Routine upgrade causes major outage: 3 lessons for IT

Scheduled upgrades usually go off without a hitch, but when they don’t – well, we don’t need to tell you what a headache that can be. Dropbox learned that lesson over the weekend. 

The cloud storage service was set for a routine upgrade on Friday, but things went wrong. According to the head of infrastructure at Dropbox, Akhil Gupta:

During this process, the upgrade script checks to make sure there is no active data on the machine before installing the new OS.

A subtle bug in the script caused the command to reinstall a small number of active machines. Unfortunately, some master-replica pairs were impacted which resulted in the site going down.

The silver lining – if there can be one in an incident like this – is that no one’s data was at risk during the outage. It was just inaccessible.

But that’s of little comfort to those who needed access to it.

Takeaways for IT

Upgrades are likely on the mind of IT pros everywhere. Windows XP’s looming deadline alone is enough to have tech-minded managers thinking: What would happen if we were faced with a prolonged outage?

Here are some keys to remember for upgrading systems:

  • Who needs notifications?
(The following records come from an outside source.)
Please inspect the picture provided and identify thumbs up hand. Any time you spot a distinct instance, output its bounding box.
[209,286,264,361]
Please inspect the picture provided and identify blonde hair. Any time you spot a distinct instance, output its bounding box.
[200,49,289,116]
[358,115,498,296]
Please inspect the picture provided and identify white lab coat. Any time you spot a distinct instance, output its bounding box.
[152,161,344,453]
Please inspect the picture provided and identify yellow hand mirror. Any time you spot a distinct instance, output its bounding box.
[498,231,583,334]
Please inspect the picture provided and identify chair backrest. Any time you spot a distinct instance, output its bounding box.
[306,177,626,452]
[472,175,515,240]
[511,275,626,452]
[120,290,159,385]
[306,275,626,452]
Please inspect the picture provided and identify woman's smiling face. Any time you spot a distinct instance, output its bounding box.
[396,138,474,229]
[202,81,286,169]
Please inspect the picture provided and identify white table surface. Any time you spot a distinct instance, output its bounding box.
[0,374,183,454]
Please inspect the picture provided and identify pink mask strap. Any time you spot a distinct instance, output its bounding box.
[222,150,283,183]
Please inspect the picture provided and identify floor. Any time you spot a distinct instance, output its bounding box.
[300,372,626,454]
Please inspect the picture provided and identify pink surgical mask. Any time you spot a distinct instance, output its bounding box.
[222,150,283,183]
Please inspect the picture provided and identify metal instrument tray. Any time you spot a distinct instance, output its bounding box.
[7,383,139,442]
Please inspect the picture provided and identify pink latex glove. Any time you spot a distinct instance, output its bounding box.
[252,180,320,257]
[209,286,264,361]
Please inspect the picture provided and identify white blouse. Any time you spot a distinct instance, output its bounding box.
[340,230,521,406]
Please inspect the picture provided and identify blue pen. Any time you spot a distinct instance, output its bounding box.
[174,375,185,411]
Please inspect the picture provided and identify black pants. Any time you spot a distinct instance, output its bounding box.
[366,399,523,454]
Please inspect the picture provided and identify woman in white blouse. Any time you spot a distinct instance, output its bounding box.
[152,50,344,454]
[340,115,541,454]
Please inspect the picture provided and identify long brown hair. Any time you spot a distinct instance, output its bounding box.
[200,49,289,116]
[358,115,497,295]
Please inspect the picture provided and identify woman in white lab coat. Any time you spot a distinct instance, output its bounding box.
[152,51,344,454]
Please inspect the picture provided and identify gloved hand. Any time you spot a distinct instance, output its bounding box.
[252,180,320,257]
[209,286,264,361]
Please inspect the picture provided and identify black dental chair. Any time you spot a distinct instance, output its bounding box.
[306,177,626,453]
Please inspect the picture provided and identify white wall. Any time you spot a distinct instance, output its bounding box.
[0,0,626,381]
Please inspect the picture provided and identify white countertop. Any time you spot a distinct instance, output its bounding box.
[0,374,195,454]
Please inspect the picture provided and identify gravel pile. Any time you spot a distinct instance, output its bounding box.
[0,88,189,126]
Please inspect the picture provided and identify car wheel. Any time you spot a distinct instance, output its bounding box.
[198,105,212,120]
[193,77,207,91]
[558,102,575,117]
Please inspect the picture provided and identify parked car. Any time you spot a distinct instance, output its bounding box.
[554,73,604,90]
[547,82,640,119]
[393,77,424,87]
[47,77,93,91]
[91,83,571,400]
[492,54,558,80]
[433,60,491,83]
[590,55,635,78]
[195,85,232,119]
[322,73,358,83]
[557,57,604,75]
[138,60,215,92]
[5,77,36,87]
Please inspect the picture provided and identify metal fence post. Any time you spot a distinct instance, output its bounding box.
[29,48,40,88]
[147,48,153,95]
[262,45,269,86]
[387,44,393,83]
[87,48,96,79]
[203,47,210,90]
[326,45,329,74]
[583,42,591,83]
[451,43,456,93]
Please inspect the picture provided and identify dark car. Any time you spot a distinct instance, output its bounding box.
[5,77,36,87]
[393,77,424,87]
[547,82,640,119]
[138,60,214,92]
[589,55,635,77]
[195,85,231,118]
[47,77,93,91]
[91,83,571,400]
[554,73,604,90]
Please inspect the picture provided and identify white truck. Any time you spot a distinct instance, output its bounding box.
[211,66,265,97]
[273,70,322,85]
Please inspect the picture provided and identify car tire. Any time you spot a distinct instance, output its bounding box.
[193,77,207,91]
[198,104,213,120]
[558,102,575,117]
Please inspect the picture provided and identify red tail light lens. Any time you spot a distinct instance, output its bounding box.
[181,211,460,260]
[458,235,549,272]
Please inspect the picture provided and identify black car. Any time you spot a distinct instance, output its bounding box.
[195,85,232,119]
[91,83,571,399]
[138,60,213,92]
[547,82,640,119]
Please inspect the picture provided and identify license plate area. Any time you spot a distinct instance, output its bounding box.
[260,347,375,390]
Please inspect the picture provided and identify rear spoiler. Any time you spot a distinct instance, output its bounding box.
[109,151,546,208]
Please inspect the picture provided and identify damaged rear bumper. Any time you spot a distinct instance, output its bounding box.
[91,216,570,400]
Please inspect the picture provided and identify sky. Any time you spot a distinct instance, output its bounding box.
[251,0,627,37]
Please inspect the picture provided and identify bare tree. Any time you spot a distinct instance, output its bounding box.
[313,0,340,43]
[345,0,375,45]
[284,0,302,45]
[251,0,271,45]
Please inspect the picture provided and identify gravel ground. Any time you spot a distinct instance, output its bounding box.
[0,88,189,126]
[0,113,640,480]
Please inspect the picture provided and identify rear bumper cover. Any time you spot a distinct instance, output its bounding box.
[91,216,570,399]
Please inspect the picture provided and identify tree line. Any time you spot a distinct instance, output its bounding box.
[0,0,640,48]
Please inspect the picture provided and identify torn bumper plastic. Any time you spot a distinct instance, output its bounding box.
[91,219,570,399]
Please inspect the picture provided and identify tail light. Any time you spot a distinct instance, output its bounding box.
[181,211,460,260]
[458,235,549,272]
Some upgrades will automatically cause outages. These require letting every user know the systems will be down. But others only have the possibility of brief outages. In these instances, who should be alerted? Should the outage be assumed or seen as a worst-case scenario? Have a set plan for how your department will handle these notifications.
  • When should you alert them? With more and more users working remotely some or all of the time, you can no longer assume a Friday at midnight email outage won’t affect anyone. Give plenty of advance notice whenever possible.
  • Realize disaster recovery isn’t perfect. Relying on disaster recovery to get you back up and running is fine. But it can’t be relied on to instantly bring everything exactly as it was at the moment of the outage. Realize these limitations, and test more than you think you have to before beginning an upgrade.